Mereka tenru saja saling berdebat. Ini bukan saatnya untuk meladeni permainan konyol David. Tapi di sisi lain, mereka juga khawatir sih.
"Bagaimana kalau itu bom atau semacamnya?"
Mereka tentu tahu kalau Black Phanter terkenal dengan kekejamannya. Tak ada istilah manusiawi di dalam kamus mereka. Hal ini jelas membust Regan memaki. Mau tak mau, mereka akhirnya bergerak dengan mengerahkan banyak pasukan untuk melacak sesuatu yang penting yang disembunyikan di dalam hutan ini oleh David dan kawan-kawan.
"Lama tidak berjumpa dengan mereka."
David justru merasa senang hanya dengan hal-hal sepele ini. Hahahaha. Ia akui kalau geng konglomerat yang satu itu berbeda dengan yang pernah ia hadapi sebelumnya.
@@@
"Hati-hati loh."
Mira mengangguk. Mereka berpelukan lagi. Baru nanti malam, Mira dan keluarganya akan terbang. Ia sengaja datang sebentar usai mengajar. Kini sudah berpamitan karena hendak menuju LSM-nya Mira. Ia butuh beberapa orang di sana untuk membantunya nanti. Bagaimana pun ada peran mereka. Mereka juga akan ikut untuk penelitian. Ya tak semua. Hanya yang pernah berkaitan dengan prostitusi yang satu itu.
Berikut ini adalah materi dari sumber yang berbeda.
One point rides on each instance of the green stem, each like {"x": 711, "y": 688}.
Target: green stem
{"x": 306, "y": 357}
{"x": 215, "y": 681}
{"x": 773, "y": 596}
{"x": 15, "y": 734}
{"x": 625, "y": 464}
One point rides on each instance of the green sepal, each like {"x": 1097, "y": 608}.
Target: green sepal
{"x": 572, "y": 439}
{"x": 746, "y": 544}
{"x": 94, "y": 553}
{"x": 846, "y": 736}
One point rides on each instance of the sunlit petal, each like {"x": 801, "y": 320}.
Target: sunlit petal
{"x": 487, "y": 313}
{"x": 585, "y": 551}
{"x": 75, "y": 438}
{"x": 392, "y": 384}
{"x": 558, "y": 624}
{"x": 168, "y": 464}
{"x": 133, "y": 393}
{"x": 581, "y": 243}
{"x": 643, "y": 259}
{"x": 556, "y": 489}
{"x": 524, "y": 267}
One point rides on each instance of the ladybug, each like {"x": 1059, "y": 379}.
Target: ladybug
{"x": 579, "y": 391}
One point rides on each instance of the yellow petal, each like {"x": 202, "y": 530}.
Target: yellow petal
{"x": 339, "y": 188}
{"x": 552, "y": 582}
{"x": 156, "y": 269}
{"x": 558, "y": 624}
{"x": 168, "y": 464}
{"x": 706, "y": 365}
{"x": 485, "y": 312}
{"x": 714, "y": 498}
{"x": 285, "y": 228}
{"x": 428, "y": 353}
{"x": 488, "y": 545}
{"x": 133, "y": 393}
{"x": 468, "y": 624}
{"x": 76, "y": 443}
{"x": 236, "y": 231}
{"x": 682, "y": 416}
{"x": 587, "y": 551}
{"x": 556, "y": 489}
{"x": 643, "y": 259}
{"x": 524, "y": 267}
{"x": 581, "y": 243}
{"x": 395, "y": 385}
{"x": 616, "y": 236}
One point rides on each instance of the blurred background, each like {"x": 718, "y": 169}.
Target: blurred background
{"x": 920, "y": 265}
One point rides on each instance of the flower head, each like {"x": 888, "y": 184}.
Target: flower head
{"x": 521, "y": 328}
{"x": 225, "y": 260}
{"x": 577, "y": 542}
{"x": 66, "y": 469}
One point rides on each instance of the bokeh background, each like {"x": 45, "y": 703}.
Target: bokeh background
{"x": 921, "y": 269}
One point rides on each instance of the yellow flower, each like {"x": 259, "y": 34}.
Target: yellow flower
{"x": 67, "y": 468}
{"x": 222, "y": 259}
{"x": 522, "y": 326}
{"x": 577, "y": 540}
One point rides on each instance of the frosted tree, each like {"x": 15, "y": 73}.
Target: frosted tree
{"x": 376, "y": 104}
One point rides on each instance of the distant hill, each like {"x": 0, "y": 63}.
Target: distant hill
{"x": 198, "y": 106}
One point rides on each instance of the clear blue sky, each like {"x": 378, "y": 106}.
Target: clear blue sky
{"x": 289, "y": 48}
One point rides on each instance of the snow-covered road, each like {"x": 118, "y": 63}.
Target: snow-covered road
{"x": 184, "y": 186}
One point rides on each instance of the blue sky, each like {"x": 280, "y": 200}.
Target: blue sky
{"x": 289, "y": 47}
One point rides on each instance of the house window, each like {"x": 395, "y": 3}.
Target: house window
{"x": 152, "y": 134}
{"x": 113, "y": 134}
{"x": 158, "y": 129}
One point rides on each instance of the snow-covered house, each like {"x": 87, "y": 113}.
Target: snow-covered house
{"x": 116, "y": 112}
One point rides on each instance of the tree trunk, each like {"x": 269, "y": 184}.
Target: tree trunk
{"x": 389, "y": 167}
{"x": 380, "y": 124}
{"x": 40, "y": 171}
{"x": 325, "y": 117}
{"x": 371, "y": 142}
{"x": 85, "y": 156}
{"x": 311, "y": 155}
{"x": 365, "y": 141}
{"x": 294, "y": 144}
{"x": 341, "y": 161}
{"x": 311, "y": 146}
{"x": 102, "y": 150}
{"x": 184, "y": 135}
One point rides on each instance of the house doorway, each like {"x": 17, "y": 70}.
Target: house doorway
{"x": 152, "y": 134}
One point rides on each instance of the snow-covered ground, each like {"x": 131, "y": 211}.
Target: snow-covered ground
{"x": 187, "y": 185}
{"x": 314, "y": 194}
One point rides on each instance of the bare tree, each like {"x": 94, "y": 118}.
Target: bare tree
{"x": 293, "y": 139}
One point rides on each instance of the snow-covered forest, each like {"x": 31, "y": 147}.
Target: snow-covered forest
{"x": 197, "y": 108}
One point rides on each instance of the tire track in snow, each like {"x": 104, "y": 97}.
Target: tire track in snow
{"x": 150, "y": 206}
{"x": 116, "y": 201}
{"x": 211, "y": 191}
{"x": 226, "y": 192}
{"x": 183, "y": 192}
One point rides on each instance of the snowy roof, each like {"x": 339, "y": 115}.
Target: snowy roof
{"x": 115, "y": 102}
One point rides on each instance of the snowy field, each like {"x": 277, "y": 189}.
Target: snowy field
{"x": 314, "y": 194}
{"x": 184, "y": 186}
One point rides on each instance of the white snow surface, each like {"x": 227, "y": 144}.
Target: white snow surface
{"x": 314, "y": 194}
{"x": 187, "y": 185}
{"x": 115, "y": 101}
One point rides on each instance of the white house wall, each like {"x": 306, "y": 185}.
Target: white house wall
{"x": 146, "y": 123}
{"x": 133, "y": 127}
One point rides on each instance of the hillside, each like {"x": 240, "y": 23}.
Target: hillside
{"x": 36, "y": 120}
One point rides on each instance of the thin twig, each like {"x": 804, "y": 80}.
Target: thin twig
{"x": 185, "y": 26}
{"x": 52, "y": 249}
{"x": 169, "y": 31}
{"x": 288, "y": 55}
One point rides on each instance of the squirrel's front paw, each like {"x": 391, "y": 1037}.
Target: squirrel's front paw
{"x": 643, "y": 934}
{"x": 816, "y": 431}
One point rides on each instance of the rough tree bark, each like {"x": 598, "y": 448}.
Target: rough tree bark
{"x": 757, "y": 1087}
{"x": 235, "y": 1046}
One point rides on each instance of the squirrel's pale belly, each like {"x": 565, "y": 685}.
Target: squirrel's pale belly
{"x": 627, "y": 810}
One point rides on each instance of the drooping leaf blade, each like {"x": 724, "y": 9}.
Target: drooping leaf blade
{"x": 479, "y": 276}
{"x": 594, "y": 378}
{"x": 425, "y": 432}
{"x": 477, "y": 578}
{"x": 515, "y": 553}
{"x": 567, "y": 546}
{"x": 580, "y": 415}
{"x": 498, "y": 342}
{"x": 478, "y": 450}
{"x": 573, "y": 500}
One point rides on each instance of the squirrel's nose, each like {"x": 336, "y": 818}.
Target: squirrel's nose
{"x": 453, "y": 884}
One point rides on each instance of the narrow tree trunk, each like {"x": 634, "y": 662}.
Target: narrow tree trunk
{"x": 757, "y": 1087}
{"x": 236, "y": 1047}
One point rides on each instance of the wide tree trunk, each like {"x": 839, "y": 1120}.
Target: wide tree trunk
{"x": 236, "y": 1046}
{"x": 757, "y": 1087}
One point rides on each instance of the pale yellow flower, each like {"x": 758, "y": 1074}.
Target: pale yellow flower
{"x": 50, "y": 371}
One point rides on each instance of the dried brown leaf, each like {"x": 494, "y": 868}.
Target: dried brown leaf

Mira menatap motor Khayra yang sudah pergi menjauh. Ia menghela nafas.
"Harusnya datang tuh semalam, Ra."
Hahaha. Tapi Khayra baru membaca pesannya begitu bangun pagi tadi. Gadis itu banyak kesibukan. Ya semalam bahkan ikut mengurus perlombaan yang digelar di masjid. Ia terus menutup telinga meski diolok-olok status jomblo dan perawan tua. Mereka menyebutnya begitu. Namun ia hanya diam saja.
"Mungkin emang belum jodoh," gumam Mira lagi. Ya tak ada jalan untuk mempertemukan lagi dengan Adam. Ia lupa dengan proyek penelitian itu.
Sementara itu, Khayra baru saja memarkirkan motornya di parkiran LSM. Ia melapor dulu di bagian lobi kalau akan ke gedung khusus. Untuk masuk ke sana, meski ia orang LSM l, ya tak bisa sembarangan. Catatan kunjungannya harus jelas. Karena orang-orang yang tinggal di sana bukan orang yang sakit sembarangan. Sakit yang cukup serius dan bisa saja menyebar. Itu yang dikhawatirkan.
Ia berjalan ke sana. Petugas mengatakan kalau ada pasien baru di sana. Ia baru tahu. Meski tak bertanya namanya toh bisa saja ia berkenalan nanti.
Tiba di sana, ia menyapa petugas yang berjaga di depan. Lalu para penghuni dipanggil agar mendekat ke mereka. Tapi tentu saja ruangan mereka disekat dengan kaca. Ya seolah melihat orang-orang yang terkurung di dalam rumah serba kaca.